Plusieurs conséquences incidentes de ce programme peuvent être anticipées :
La crise actuelle reprend des éléments de celle de la fin du mandat Obama, sauf que Londres – et non plus Washington – est désormais au centre du jeu. Le Royaume-Uni qui ne peut plus s’appuyer sur le secrétaire d’État Rex Tillerson, va se tourner vers le nouveau conseiller national de Sécurité US, John Bolton [15]. Contrairement aux allégations de la presse états-unienne, celui-ci n’est pas du tout un néo-conservateur, mais un proche de Steve Bannon. Il refuse que son pays soit soumis au droit international et hurle contre les communistes et les musulmans, mais en réalité il n’a pas l’intention de lancer de nouvelles guerres entre États et souhaite uniquement être tranquille chez lui. Il ne manquera pas de signer toutes les déclarations qu’on lui proposera contre la Russie, l’Iran, le Venezuela, la Corée du Nord, etc. Londres ne pourra pas le manipuler pour exclure Moscou du Conseil de sécurité car son objectif personnel n’est pas de le réformer, mais de se débarrasser de l’ONU. Il sera par contre un fidèle allié pour conserver le contrôle des « espaces communs » et lutter contre la « route de la soie » chinoise, d’autant qu’il fut, en 2003, l’initiateur de l’Initiative de Sécurité contre la prolifération (Proliferation Security Initiative - PSI). On devrait donc voir surgir ici et là, sur le tracé des voies chinoises, de nouvelles pseudo-guerres civiles alimentées par les Anglo-Saxons.
L’Arabie saoudite prépare la création d’un nouveau paradis fiscal au Sinaï et en mer Rouge, le Neom. Il devrait remplacer Beyrouth et Dubaï, mais pas Tel Aviv. Londres le connectera avec les différents paradis fiscaux de la Couronne – dont la City de Londres qui n’est pas anglaise, mais dépend directement de la reine Elisabeth – pour garantir l’opacité du commerce international.

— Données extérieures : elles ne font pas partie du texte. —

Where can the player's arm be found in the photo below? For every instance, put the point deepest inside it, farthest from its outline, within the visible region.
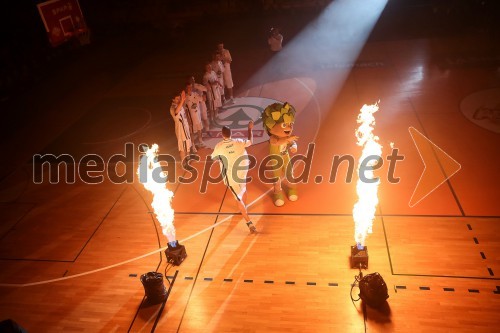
(250, 132)
(279, 141)
(181, 103)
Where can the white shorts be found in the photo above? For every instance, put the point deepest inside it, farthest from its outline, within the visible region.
(203, 110)
(228, 77)
(237, 187)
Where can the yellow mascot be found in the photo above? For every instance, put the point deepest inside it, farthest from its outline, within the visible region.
(278, 121)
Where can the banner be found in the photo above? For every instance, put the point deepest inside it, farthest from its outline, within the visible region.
(63, 20)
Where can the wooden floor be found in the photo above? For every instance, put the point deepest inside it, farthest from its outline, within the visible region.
(72, 254)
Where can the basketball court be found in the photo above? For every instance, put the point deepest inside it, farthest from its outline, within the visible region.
(72, 254)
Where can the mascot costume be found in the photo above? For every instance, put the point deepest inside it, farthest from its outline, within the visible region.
(278, 121)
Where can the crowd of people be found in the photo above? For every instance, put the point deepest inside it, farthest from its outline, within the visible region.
(196, 108)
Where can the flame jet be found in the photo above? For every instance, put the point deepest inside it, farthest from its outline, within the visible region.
(363, 212)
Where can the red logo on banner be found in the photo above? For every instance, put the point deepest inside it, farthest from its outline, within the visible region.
(63, 20)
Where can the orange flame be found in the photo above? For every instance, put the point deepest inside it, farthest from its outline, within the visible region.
(364, 210)
(153, 179)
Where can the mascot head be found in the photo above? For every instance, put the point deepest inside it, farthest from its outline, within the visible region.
(278, 119)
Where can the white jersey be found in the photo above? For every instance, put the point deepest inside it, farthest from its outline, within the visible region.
(226, 60)
(232, 153)
(192, 103)
(275, 42)
(181, 128)
(213, 94)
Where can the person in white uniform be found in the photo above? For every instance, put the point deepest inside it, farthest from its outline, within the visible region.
(202, 91)
(214, 101)
(218, 68)
(181, 125)
(234, 162)
(275, 40)
(226, 60)
(192, 104)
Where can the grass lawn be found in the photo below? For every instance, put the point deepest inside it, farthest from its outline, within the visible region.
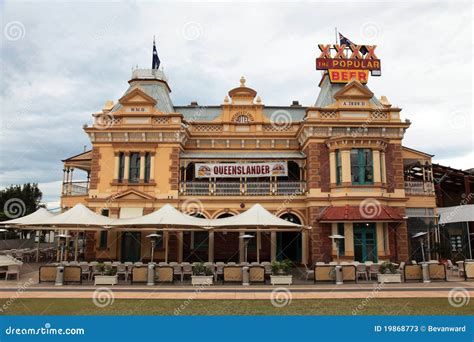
(392, 306)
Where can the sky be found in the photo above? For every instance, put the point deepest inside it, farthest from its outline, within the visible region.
(60, 61)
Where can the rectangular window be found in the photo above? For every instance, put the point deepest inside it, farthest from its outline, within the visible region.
(134, 168)
(338, 168)
(340, 231)
(103, 233)
(362, 166)
(147, 167)
(201, 240)
(121, 166)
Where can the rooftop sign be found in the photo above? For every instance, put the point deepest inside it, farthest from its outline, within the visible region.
(346, 63)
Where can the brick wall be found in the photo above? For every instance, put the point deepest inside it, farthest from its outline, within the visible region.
(319, 241)
(174, 169)
(317, 166)
(95, 168)
(394, 167)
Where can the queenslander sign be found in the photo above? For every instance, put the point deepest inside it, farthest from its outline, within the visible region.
(228, 170)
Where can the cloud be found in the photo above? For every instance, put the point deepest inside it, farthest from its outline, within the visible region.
(72, 57)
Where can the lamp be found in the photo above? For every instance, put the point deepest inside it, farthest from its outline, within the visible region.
(62, 242)
(421, 237)
(246, 238)
(337, 239)
(153, 239)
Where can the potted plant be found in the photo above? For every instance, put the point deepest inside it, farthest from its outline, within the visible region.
(202, 275)
(281, 273)
(388, 273)
(108, 277)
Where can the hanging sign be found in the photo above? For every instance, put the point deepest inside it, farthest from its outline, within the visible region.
(227, 170)
(345, 63)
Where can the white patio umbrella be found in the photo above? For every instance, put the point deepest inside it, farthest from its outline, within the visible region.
(165, 217)
(39, 215)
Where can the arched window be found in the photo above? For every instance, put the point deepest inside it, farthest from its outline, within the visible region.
(242, 119)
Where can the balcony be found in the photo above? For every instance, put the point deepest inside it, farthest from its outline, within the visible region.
(75, 188)
(419, 188)
(282, 188)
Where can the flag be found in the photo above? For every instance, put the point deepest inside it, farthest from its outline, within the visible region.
(155, 64)
(347, 42)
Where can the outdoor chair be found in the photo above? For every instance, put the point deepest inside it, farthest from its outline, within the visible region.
(72, 274)
(164, 274)
(453, 268)
(308, 272)
(373, 269)
(412, 272)
(361, 269)
(139, 274)
(232, 274)
(468, 269)
(95, 271)
(13, 270)
(219, 270)
(257, 274)
(323, 273)
(187, 270)
(47, 273)
(122, 270)
(437, 271)
(85, 271)
(268, 267)
(177, 271)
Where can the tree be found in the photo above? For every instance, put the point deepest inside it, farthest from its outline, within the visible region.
(19, 200)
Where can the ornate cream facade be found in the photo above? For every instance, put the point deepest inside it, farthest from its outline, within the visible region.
(348, 172)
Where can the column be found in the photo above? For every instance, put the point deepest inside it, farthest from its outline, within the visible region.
(333, 241)
(210, 254)
(165, 236)
(116, 165)
(273, 246)
(332, 167)
(380, 240)
(241, 248)
(348, 239)
(152, 166)
(383, 167)
(126, 171)
(142, 167)
(376, 166)
(180, 247)
(304, 247)
(346, 166)
(259, 245)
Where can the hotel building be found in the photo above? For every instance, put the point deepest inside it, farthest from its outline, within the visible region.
(338, 165)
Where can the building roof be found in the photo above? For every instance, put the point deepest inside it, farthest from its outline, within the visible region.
(252, 155)
(382, 213)
(328, 90)
(154, 84)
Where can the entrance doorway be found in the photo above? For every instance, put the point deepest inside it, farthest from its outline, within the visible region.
(289, 243)
(131, 246)
(365, 242)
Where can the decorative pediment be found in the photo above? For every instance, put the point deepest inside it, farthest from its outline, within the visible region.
(354, 90)
(130, 194)
(137, 97)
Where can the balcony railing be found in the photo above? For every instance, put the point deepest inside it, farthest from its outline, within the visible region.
(419, 188)
(282, 188)
(79, 188)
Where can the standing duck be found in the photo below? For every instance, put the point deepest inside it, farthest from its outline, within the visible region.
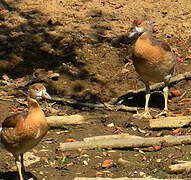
(22, 131)
(153, 60)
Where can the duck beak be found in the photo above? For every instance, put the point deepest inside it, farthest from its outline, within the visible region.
(132, 33)
(45, 95)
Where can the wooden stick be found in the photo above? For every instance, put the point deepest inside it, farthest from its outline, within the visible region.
(170, 122)
(60, 121)
(122, 178)
(107, 106)
(109, 137)
(178, 168)
(127, 142)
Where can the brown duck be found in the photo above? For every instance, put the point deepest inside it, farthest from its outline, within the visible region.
(22, 131)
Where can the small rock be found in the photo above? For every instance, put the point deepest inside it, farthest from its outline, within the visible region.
(111, 125)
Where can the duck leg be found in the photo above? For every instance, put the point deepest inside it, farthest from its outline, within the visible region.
(146, 114)
(19, 165)
(165, 110)
(22, 164)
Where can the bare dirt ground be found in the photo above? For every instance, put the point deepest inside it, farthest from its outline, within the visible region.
(85, 42)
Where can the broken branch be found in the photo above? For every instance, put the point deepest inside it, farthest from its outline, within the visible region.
(127, 142)
(95, 106)
(122, 178)
(170, 122)
(178, 168)
(61, 121)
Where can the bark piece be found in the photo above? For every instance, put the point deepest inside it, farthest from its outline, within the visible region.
(178, 168)
(61, 121)
(170, 122)
(127, 142)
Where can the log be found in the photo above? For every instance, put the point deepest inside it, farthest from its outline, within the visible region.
(127, 142)
(61, 121)
(170, 122)
(179, 168)
(122, 178)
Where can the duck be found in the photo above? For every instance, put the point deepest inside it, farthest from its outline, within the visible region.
(22, 131)
(153, 60)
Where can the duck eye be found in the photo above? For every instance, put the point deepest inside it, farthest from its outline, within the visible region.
(36, 89)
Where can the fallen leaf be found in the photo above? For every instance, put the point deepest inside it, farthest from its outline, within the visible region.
(170, 156)
(110, 174)
(176, 93)
(14, 168)
(118, 130)
(70, 164)
(177, 115)
(70, 140)
(10, 154)
(21, 79)
(180, 59)
(189, 109)
(99, 173)
(188, 57)
(177, 131)
(157, 148)
(3, 93)
(66, 154)
(181, 104)
(50, 72)
(44, 159)
(35, 151)
(107, 163)
(63, 160)
(159, 134)
(82, 7)
(186, 100)
(18, 109)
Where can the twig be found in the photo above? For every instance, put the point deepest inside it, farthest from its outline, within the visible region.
(122, 178)
(9, 100)
(61, 121)
(95, 106)
(178, 168)
(128, 142)
(170, 122)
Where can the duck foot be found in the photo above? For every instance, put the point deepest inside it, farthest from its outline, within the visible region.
(145, 114)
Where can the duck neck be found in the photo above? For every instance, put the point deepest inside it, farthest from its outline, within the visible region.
(32, 104)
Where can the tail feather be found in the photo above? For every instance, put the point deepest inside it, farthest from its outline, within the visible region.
(1, 144)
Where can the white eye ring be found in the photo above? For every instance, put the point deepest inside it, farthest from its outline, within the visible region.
(139, 29)
(39, 94)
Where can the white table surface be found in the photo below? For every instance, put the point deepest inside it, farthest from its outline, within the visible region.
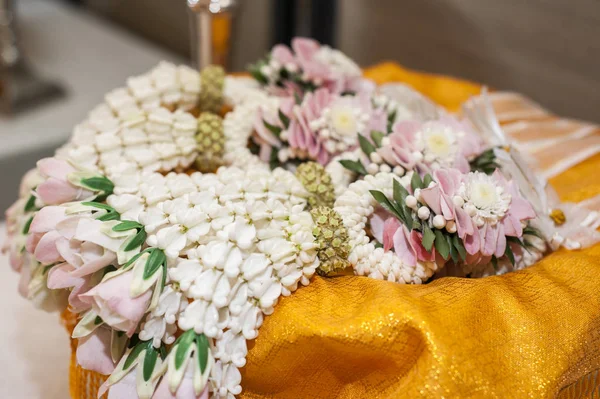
(89, 57)
(34, 359)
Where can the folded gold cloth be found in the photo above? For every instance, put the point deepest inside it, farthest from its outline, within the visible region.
(529, 334)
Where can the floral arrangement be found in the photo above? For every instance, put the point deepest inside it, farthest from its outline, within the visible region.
(189, 203)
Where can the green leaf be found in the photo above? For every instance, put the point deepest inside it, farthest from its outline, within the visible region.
(156, 259)
(136, 257)
(30, 205)
(532, 232)
(354, 166)
(428, 237)
(458, 244)
(385, 203)
(276, 130)
(509, 254)
(274, 158)
(136, 241)
(202, 346)
(391, 120)
(284, 119)
(416, 182)
(183, 344)
(366, 145)
(149, 362)
(254, 70)
(441, 245)
(485, 162)
(416, 224)
(27, 225)
(135, 352)
(127, 225)
(99, 183)
(377, 137)
(453, 251)
(515, 240)
(400, 195)
(426, 180)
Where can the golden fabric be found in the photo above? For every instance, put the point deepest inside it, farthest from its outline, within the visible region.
(529, 334)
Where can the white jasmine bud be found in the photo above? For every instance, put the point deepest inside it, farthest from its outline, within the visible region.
(417, 194)
(266, 70)
(411, 202)
(418, 156)
(399, 170)
(471, 210)
(423, 213)
(458, 201)
(439, 222)
(375, 157)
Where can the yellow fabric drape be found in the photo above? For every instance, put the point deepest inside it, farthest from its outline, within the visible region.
(522, 335)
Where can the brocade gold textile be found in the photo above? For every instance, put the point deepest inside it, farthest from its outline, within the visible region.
(529, 334)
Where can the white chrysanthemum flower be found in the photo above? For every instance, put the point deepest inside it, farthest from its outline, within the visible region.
(355, 206)
(438, 143)
(339, 124)
(484, 200)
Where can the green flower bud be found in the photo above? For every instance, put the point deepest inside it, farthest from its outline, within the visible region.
(318, 183)
(332, 241)
(210, 142)
(212, 79)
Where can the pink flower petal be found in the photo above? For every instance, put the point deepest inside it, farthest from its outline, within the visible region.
(46, 251)
(390, 227)
(56, 192)
(93, 351)
(47, 219)
(402, 247)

La multitude d’organisations jihadistes, qui reflue du Levant, est toujours contrôlée par le MI6, via les Frères musulmans et l’Ordre des Naqchbandis. Ce dispositif devrait être redéployé principalement contre la Russie – et non contre la Chine ou dans les Caraïbes comme actuellement envisagé –.
Après la Seconde Guerre mondiale, nous avons assisté à la décolonisation des Empires européens, puis après la guerre contre le Vietnam à la financiarisation par les Anglo-Saxons de l’économie mondiale et enfin, après la dissolution de l’Union soviétique à la tentative de domination du monde par les seuls États-Unis. Aujourd’hui, avec la montée en puissance de la Russie moderne et de la Chine, le fantasme d’un monde culturellement globalisé et gouverné de manière unipolaire s’estompe tandis que les puissances occidentales – et particulièrement le Royaume-Uni – reviennent à leur propre rêve impérial. Bien sûr, le haut niveau d’éducation actuel dans leurs anciennes colonies les oblige à repenser leur mode de domination.